Fueled by research, new developments in cochlear implant placement and programming are helping to improve the devices' effectiveness for patients who turn to them to restore their hearing.
Optimizing Cochlear Implant Placement
An innovative approach developed by NYU Langone Health researchers may optimize the length and placement of cochlear implant (CI) electrodes, improving patient outcomes while minimizing the risk of inner ear damage, which occurs when the electrodes are inserted too deeply.

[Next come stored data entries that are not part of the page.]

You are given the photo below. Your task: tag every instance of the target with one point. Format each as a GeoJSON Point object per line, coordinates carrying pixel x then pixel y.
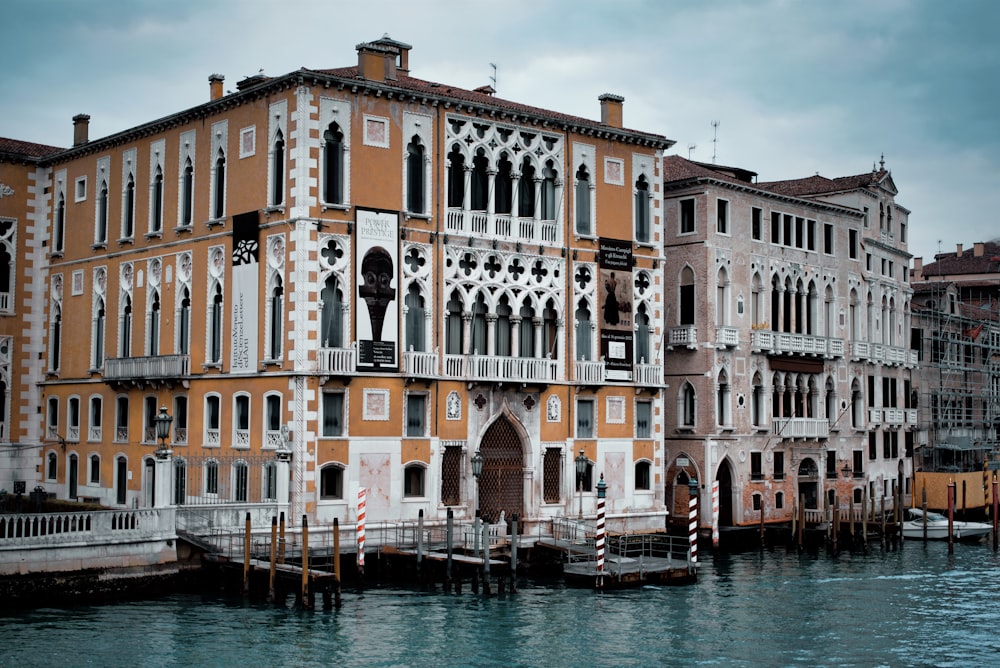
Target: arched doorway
{"type": "Point", "coordinates": [725, 477]}
{"type": "Point", "coordinates": [501, 486]}
{"type": "Point", "coordinates": [809, 483]}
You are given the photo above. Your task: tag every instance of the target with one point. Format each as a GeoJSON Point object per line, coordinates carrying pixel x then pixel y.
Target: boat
{"type": "Point", "coordinates": [937, 526]}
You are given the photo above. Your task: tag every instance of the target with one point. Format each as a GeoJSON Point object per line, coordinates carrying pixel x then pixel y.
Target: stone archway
{"type": "Point", "coordinates": [501, 486]}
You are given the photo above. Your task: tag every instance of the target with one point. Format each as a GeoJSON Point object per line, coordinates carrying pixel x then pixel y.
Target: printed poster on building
{"type": "Point", "coordinates": [246, 278]}
{"type": "Point", "coordinates": [615, 305]}
{"type": "Point", "coordinates": [377, 262]}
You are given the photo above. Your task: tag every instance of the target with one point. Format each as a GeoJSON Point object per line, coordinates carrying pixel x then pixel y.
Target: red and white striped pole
{"type": "Point", "coordinates": [715, 513]}
{"type": "Point", "coordinates": [362, 498]}
{"type": "Point", "coordinates": [693, 522]}
{"type": "Point", "coordinates": [602, 492]}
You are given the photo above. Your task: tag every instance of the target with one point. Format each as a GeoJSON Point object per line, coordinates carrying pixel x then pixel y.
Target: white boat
{"type": "Point", "coordinates": [937, 526]}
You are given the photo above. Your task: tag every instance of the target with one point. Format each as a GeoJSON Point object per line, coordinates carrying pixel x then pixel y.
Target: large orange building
{"type": "Point", "coordinates": [348, 279]}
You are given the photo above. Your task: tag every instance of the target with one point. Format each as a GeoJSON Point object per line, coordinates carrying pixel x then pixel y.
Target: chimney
{"type": "Point", "coordinates": [611, 109]}
{"type": "Point", "coordinates": [376, 63]}
{"type": "Point", "coordinates": [215, 86]}
{"type": "Point", "coordinates": [81, 129]}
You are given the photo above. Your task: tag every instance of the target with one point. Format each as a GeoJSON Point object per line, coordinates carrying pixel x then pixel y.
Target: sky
{"type": "Point", "coordinates": [796, 87]}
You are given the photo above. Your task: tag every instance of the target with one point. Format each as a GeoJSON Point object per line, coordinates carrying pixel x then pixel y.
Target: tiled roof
{"type": "Point", "coordinates": [951, 264]}
{"type": "Point", "coordinates": [26, 149]}
{"type": "Point", "coordinates": [819, 185]}
{"type": "Point", "coordinates": [430, 88]}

"Our findings suggest that it's possible to stimulate lower-frequency auditory nerve fibers without deeper insertion of electrode arrays," says David M. Landsberger, PhD, assistant professor of otolaryngology—head and neck surgery and director of the Electric Auditory Research Laboratory at NYU Langone.
Although the appropriate placement of CI electrodes remains controversial, implantation typically involves placement in the first turn of the cochlea, where frequencies are encoded above approximately 1,000 Hertz. Extensive data suggest that stimulating the top of the cochlea can significantly improve outcomes for CI users, explains Dr. Landsberger.
A cadaver experiment led by Dr. Landsberger in collaboration with J. Thomas Roland Jr., MD, the Mendik Foundation Professor of Otolaryngology, chair of the Department of Otolaryngology—Head and Neck Surgery, and co-director of the Cochlear Implant Center, confirmed the research team's hypothesis: a return electrode inserted at the apex of the cochlea led to more even distribution of electrical current across high- and low-frequency areas.
"We were able to stimulate parts of the cochlea that are designed to encode for low frequencies, which in most implant systems are ignored," says Dr. Roland. Dr. Landsberger's team is now designing live human trials for the procedure.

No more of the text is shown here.